As a director, Wilder gets little credit as a visual stylist—indeed, that alleged deficiency, along with his generally cynical sensibility, is what makes him anathema to a certain stripe of rabid auteurist. (Andrew Sarris, in his seminal breakdown The American Cinema, filed Wilder under Less Than Meets The Eye, his category for the overrated.) I'm gonna have to call bullshit, fellas. True, Wilder is almost never flashy, and his movies, including this one, are so crammed with superlative dialogue that it's easy to assume that the camerawork is strictly functional. But look at how he's blocked MacMurray and Stanwyck when they first sit down together in the living room. Stanwyck sits in a large easy chair, but entirely to one side, leaving plenty of room for MacMurray to squeeze in beside her if he were so inclined—a symbol of availability every bit as alluring as the anklet he repeatedly admires. And MacMurray, barely seated on the arm of the opposite couch, looks ready to pounce on her at any moment. He was a tall guy, to be sure, but in this shot he looks almost twice Stanwyck's size, as if they were in one of those Mystery Spot shacks that use forced perspective to make people of equal height look like giants or midgets, depending on which corner of the room they inhabit.

Also impressive is John Seitz's cinematography—you can't help but admire the way the sunshine coming in through the venetian blinds shows off the dust in the air. Unfortunately, you can't help it because MacMurray's voiceover narration all but drums it into your skull. I'm not one of those sad people who insists, as "Robert McKee" does in Adaptation, that narration is invariably a lazy crutch to be avoided, and Double Indemnity's structural device, in which the story is told in flashback by the wounded MacMurray to claims manager Edward G. Robinson, generally works like a charm, filling in plot details that'd be tricky to dramatize and creating a suitably doom-laden mood. In this particular scene, though, it has the literal clumsiness of the early sound era, describing for us things that we can see perfectly well without assistance. I've been describing Double Indemnity as flawless for close to 20 years, and it comes pretty damn close, but I must confess that I winced this time when MacMurray started blabbering about the goldfish, even as the slightly younger version of him onscreen shook some food into the bowl. And I kinda knew that he was thinking about Stanwyck's bare legs, but thanks for the assist.
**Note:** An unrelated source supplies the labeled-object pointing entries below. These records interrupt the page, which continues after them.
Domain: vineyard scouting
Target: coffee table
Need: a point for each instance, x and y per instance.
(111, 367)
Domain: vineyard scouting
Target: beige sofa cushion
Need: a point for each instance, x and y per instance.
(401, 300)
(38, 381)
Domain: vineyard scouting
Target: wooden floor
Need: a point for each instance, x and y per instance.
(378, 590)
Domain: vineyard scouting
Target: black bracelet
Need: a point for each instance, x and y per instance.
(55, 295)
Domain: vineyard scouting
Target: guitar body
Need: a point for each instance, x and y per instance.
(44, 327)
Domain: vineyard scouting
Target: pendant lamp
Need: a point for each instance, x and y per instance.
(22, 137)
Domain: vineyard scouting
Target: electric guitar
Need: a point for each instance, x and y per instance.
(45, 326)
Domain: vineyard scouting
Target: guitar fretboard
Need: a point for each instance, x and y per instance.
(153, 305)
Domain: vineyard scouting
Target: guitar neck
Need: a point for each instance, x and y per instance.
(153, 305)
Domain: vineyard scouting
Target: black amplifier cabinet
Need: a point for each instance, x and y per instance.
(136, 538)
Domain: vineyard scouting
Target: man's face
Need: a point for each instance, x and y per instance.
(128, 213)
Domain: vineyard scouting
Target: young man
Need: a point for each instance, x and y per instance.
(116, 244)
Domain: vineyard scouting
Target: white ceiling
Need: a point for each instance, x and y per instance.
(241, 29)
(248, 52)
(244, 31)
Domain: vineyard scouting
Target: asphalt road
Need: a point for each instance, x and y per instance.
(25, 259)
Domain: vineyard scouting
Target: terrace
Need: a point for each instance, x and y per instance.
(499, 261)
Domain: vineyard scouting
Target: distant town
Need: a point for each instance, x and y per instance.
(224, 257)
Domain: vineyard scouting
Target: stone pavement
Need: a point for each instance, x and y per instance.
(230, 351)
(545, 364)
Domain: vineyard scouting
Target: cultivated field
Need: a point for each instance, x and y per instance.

Still, that's a minor, forgivable hiccup in an otherwise magnificent pas de deux—one that immediately became the gold standard for what one might call the meet-hot. (Nowadays we only have the meet-cute.) And as much as I love that closing verbal sparring match, it's mostly the first instant in which they lay eyes on each other that slays me, with Stanwyck looking down on her pigeon-to-be from atop that "silly staircase," perfectly at ease standing all but naked in front of a total stranger, and MacMurray not even bothering to conceal his lust, radiating a brash self-confidence that even contemporary mega-studs like Clooney and Depp would be hard-pressed to pull off. (Clooney comes close, but he doesn't leer like this.) And then the camera tracking alongside Stanwyck's feet as she descends the stairs. Yeah, that tears it.